Making container technology work for persistent microservices

Making container technology work for persistent microservices
The Ubiquity architecture. Credit: IBM

In the technology realm, containers are an approach to running a compute environment, a bit like virtual machines (VM). Users typically prefer containers because they use resources more efficiently, start and stop much faster, and are less expensive to maintain. IBM Research co-developed Ubiquity with the IBM Cloud Storage Solutions team with the objective of providing a container-persistence service and a code base to develop enterprise and provider-grade storage plugins for different block or file storage systems quickly and inexpensively for the most common container orchestrators.

Companies have been using containers primarily to run microservices and applications that do not directly store data. Despite the inherent benefits, containers have one drawback: Unlike a VM they cannot attach or mount persistent, enterprise by themselves in production environments.
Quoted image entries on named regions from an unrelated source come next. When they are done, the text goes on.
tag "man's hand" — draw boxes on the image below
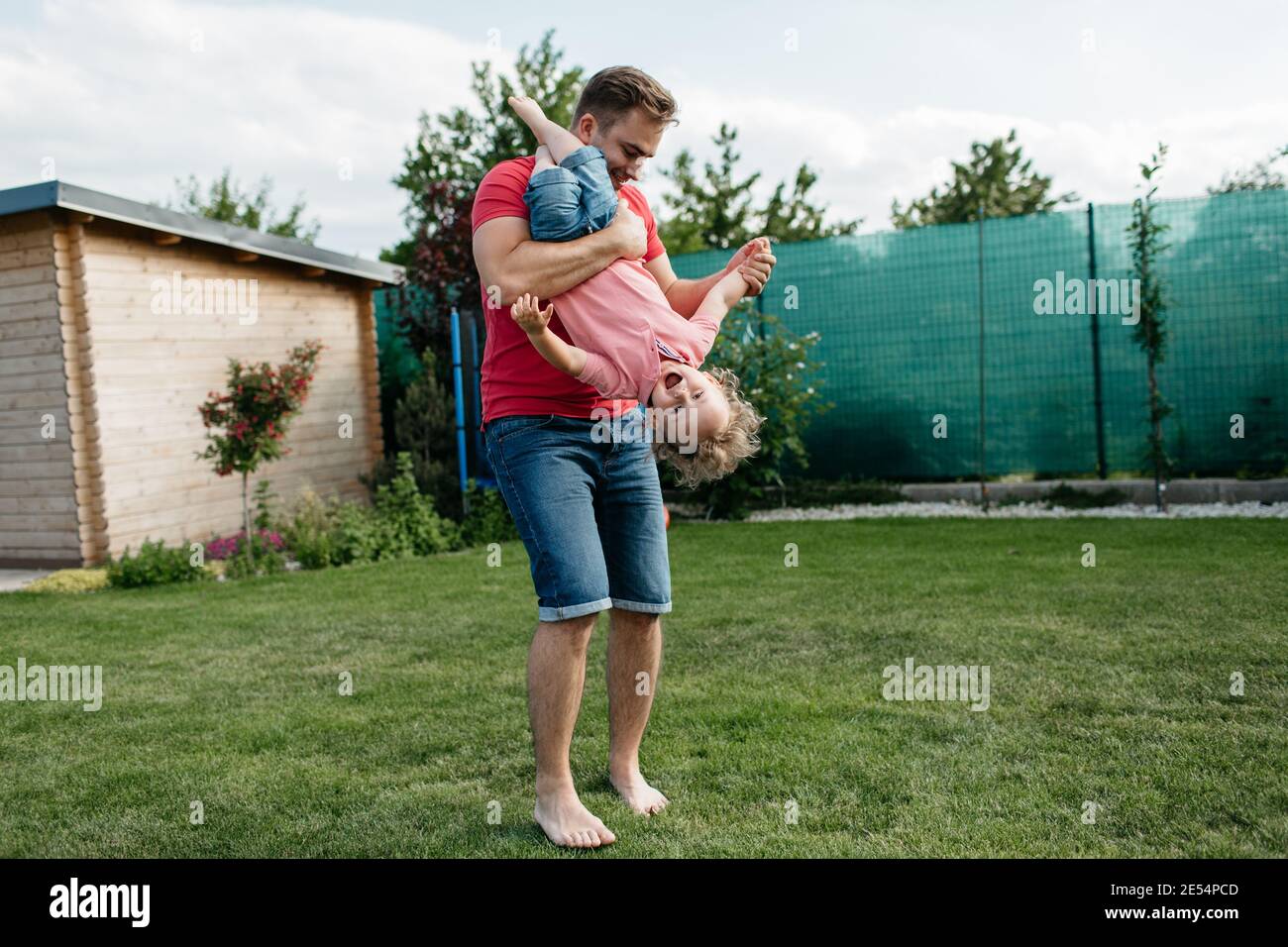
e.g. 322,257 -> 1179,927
510,292 -> 555,335
725,237 -> 778,296
604,196 -> 648,261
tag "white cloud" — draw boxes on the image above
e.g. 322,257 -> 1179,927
0,0 -> 506,256
633,89 -> 1288,232
0,0 -> 1288,256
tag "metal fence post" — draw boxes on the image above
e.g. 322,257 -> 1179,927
1087,201 -> 1109,479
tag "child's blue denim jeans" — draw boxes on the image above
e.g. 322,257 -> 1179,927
523,145 -> 617,243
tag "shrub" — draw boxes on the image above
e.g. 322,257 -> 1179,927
667,304 -> 831,519
206,528 -> 286,559
107,540 -> 206,588
197,340 -> 322,562
282,489 -> 335,570
283,451 -> 461,569
461,480 -> 519,546
361,352 -> 464,520
224,530 -> 286,579
375,451 -> 461,559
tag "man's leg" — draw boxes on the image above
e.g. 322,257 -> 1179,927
608,608 -> 669,815
528,613 -> 617,848
595,408 -> 671,815
485,416 -> 614,848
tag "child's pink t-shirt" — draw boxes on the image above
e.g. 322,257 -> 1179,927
550,259 -> 722,404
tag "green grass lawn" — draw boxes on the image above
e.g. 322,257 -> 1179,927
0,519 -> 1288,858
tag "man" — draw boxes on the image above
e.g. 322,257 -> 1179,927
473,67 -> 776,848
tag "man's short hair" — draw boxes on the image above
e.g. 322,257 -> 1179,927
572,65 -> 679,132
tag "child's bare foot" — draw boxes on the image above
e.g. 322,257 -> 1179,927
532,145 -> 555,174
507,95 -> 546,139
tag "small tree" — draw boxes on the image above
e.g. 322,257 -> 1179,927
174,167 -> 322,244
1127,143 -> 1172,510
658,124 -> 862,257
1208,146 -> 1288,194
667,301 -> 832,519
197,340 -> 322,561
890,129 -> 1078,231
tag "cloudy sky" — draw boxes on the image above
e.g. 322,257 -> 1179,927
0,0 -> 1288,257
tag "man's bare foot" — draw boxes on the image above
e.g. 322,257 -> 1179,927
532,786 -> 617,848
506,95 -> 546,134
608,767 -> 671,815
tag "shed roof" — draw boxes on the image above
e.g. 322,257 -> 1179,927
0,180 -> 403,283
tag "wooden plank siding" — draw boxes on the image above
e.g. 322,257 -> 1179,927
77,220 -> 383,556
0,211 -> 84,567
0,211 -> 383,565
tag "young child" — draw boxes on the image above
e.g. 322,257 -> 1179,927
510,95 -> 769,485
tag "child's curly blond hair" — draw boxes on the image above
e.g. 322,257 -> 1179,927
653,368 -> 765,488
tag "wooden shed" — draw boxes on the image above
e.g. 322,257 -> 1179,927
0,180 -> 400,567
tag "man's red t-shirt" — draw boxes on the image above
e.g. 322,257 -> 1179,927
473,158 -> 666,424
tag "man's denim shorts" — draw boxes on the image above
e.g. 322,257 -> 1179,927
485,406 -> 671,621
523,145 -> 617,243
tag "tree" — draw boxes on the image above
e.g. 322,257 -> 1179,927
166,167 -> 322,244
1127,143 -> 1172,511
658,124 -> 862,256
1208,145 -> 1288,194
890,129 -> 1078,231
197,340 -> 322,562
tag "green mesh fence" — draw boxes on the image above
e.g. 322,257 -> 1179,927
673,191 -> 1288,479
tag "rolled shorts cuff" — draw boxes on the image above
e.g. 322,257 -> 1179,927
537,598 -> 610,621
610,598 -> 671,614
This problem is exacerbated by orchestrators, such as Kubernetes, that can create and "kill" containers at a very fast rate in large data centers to dynamically manage compute workloads, e.g., for machine learning or microservices. Container orchestrators have enjoyed rapid adoption in enterprises, both in-house and in the cloud. They help realize the cost and elasticity benefits of container workloads at large scale. Ubiquity is an open-source framework for enabling containers to provide persistent microservices efficiently and at scale for different container orchestrators.

Ubiquity helps to move persistent microservices to containers and thereby realize the same cost and elasticity benefits that other microservices already enjoy. It saves operating costs for these services and makes them respond better to market demand. It is ideal because it provides properties that an enterprise needs such as security, availability management, and the integration with storage management in a framework. This makes Ubiquity quite secure and stable for our enterprise customers, but also gives the open-source community the opportunity to develop enterprise-grade container support for another storage product such as an open-source file system without much effort.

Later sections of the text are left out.